Para muchos jóvenes, las edades comprendidas entre los 13 y los 20 años, y a veces más, son difíciles. Son los años en que la edad adulta y la niñez comienzan a fundirse o, con la misma frecuencia, chocan. A medida que los jóvenes se las arreglan, tratando de encontrar su camino, a menudo tropezando, sus abuelos pueden sentirse como los padres de los adolescentes, ignorados o incluso menospreciados. La joven de 17 años, que unos años antes se subía al regazo de la abuela y le pedía que le contara un cuento, ahora se sienta en silencio en el sofá, sola y aislada mientras envía mensajes de texto a sus amigos.

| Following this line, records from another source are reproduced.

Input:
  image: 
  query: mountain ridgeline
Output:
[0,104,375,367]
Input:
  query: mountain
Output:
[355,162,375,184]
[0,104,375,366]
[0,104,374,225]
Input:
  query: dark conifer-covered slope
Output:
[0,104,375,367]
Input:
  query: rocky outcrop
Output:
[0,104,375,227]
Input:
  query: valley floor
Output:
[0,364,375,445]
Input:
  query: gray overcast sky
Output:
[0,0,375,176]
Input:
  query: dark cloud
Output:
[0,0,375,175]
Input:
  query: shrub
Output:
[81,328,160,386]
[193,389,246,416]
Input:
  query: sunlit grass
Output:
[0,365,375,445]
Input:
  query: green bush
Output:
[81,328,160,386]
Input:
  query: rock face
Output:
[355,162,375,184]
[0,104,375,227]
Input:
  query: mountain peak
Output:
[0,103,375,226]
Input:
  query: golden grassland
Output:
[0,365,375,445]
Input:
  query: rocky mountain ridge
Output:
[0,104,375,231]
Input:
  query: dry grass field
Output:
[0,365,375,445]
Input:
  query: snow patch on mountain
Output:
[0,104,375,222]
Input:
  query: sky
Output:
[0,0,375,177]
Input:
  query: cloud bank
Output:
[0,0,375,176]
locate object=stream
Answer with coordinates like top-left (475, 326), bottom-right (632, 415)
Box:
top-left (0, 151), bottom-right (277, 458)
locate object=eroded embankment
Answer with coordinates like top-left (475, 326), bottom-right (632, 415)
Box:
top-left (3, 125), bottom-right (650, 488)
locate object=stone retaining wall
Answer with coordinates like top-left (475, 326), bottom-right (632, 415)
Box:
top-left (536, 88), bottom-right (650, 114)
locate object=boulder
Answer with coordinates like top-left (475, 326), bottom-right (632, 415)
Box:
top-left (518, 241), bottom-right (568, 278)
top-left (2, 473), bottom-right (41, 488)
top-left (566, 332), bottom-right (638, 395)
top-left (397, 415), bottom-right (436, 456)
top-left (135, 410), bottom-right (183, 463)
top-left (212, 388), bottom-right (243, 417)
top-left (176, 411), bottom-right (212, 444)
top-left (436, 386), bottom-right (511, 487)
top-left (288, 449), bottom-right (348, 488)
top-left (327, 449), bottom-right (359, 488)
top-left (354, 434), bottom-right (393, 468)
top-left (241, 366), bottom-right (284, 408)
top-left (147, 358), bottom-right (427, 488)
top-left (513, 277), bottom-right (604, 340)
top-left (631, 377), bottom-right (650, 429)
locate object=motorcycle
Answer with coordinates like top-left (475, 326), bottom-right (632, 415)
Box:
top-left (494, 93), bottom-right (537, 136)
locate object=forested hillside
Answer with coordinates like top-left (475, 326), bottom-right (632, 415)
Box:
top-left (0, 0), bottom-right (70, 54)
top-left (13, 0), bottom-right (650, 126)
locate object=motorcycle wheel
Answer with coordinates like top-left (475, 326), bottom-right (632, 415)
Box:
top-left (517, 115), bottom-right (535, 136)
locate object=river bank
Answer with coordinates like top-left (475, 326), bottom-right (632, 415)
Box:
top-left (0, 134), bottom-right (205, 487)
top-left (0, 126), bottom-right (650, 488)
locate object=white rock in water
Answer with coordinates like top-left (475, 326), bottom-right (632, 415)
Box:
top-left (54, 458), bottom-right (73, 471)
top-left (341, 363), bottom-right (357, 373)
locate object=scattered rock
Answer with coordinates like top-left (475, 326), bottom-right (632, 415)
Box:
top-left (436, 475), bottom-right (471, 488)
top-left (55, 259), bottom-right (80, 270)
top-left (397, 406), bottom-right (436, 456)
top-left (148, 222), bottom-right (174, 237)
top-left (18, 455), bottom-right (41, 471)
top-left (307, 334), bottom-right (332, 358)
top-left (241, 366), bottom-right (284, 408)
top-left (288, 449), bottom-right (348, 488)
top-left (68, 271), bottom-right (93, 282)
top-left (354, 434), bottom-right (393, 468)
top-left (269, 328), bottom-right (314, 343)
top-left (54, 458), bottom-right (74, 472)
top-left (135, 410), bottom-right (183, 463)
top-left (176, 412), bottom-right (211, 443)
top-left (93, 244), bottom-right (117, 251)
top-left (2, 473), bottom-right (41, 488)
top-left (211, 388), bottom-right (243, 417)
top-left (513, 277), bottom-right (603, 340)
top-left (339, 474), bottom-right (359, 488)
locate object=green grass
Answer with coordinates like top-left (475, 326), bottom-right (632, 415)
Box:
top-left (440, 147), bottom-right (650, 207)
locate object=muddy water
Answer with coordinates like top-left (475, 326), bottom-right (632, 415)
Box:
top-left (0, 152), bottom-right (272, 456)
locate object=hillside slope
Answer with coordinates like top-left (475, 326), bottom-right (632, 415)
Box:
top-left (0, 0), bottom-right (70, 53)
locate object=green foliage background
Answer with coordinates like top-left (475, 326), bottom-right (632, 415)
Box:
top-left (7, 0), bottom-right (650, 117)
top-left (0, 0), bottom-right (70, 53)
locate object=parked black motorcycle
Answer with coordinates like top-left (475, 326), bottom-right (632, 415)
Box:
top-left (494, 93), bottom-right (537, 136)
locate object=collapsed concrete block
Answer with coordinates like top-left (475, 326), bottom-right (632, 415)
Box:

Durante los años de la adolescencia es cuando los abuelos necesitamos más paciencia que nunca. La mayoría de las veces, al igual que los padres, no sabemos lo que estamos haciendo. Algunas cosas nos saldrán bien, otras mal. Nuestros consejos serán ignorados. Nos responderán con una mirada evasiva cuando preguntemos si están saliendo con alguien, y con encogiendo de hombros cuando les preguntemos cómo van en la escuela. Si necesitamos ayuda para afrontar estos cambios, podríamos pensar en nuestra adolescencia y recordar que nos comportábamos de forma muy parecida.

Pero no fracasaremos, no si nos mantenemos firmes en nuestro amor por ellos. Tarde o temprano, si esos nietos saben que siempre estamos ahí para ellos, volverán a nosotros, tal vez un poco golpeados por la vida, pero queriéndonos de nuevo.

La espera y la perseverancia son duras, pero nadie dijo que ser abuelo fuera sólo polvo de estrellas.

Lo mejor de todo

A menudo, los niños transportan a sus abuelos al pasado, a su propia infancia. (Biba Kayewich)

Era la tercera semana de junio.

Desde la terraza del segundo piso de la casa de la playa, tomando un café a última hora de la mañana, observaba la escena que se desarrollaba a mis pies. Movidos por algún impulso de la imaginación, tres de mis nietos adolescentes estaban cavando un enorme agujero en la arena. Cuatro de sus hermanos mayores, todos adolescentes radiantes de sol y agua, se balanceaban en el oleaje o se zambullían bajo las olas más grandes. Los más pequeños, moviendo las piernas como tijeras, corrían de un lado a otro desde la orilla del mar hasta las sombrillas y toldos que daban sombra a sus padres, tres de los cuales eran mis hijos mayores.

Durante unos 15 minutos, todo tipo de pensamientos se agolparon en mi cabeza. Aunque nos faltaba una familia de seis aquella mañana, justo ante mis ojos estaba el legado de mi matrimonio con Kris. Una madre y esposa maravillosa, murió un año antes de que naciera su nieto mayor, hoy es un joven recién graduado de la escuela secundaria. Esperaba, como tantas veces, que por los misterios de la muerte y la eternidad, ella pudiera ver a todos estos padres e hijos y que se alegrara de ello y pudiera bendecirlos con una sonrisa.

Iluminados por el sol y enmarcados por el mar y la arena, aquellos niños me parecían entonces ángeles de carne y hueso, criaturas que jamás había imaginado apenas 20 años antes. Algunos eran de mi sangre, otros adoptados, pero todos eran mis nietos, y como los abuelos de todo el mundo, habría dado mi vida por cualquiera de ellos. Si Dios quiere, todos me sobrevivirán, pero me llevarán en sus recuerdos mientras respiren, y rezaba para que esos recuerdos fueran buenos y dignos e incluso útiles.

En aquel momento, consideré ese cuarto de hora el mejor que pasé durante mi semana en la playa.

Mirando atrás, ahora sé que fue uno de los mejores cuartos de hora que he pasado en mi vida.